A graphics tablet is undoubtedly the best means of taking advantage of illustration and photo-editing software, but if you've ever used one you'll know it's best to keep a mouse to hand for everyday jobs.
Wacom's Bamboo Pen & Touch aims to change that, by combining a traditional digitiser pen with a finger-driven touchpad.
The tablet itself has an A5 drawing area, so it's one for the occasional doodle and photo retouching job, rather than full-time use.
The pen - stowed in a fabric loop on the right-hand edge of the tablet - is comfortable to use and requires no battery. It boasts eraser and pen facilities, plus a rocker button on the barrel.
Resolution is a decent 2540dpi, and it feels accurate and natural in use.
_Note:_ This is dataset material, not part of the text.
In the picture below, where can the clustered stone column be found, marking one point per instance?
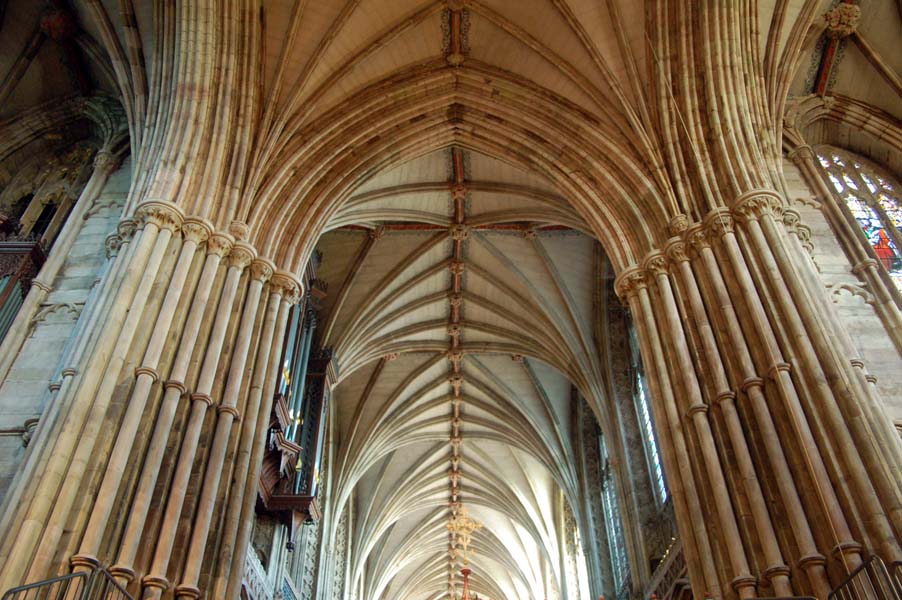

The buttons on the pen are awkward to click while holding it, so the Bamboo also has four buttons on the pad; by default the bottom pair is configured for left and right mouse clicks, while the top toggles touch on and off.
Put the pen down, though, and the Bamboo transforms into a touchpad.
This takes some getting used to, but the multitouch facility has its advantages. You can use pinch gestures to zoom in and out of web pages and photos, scroll and pan using two fingers and, in certain applications, rotate images too. And it works in both Windows 7 and Vista.
It isn't perfect, though. While the pen works well, the multitouch is sluggish and unresponsive. Single taps suffer from a delay, gestures feel similarly laggy, and we couldn't get flicks to work.
Worse still, on a Windows 7 system the control panel crashed regularly, preventing us from adjusting the pad's advanced settings.
So, the first multitouch graphics tablet is a bit of a let-down. It's neater than having to run a mouse alongside a standard graphics tablet, and the price is reasonable. But it needs to be more reliably implemented.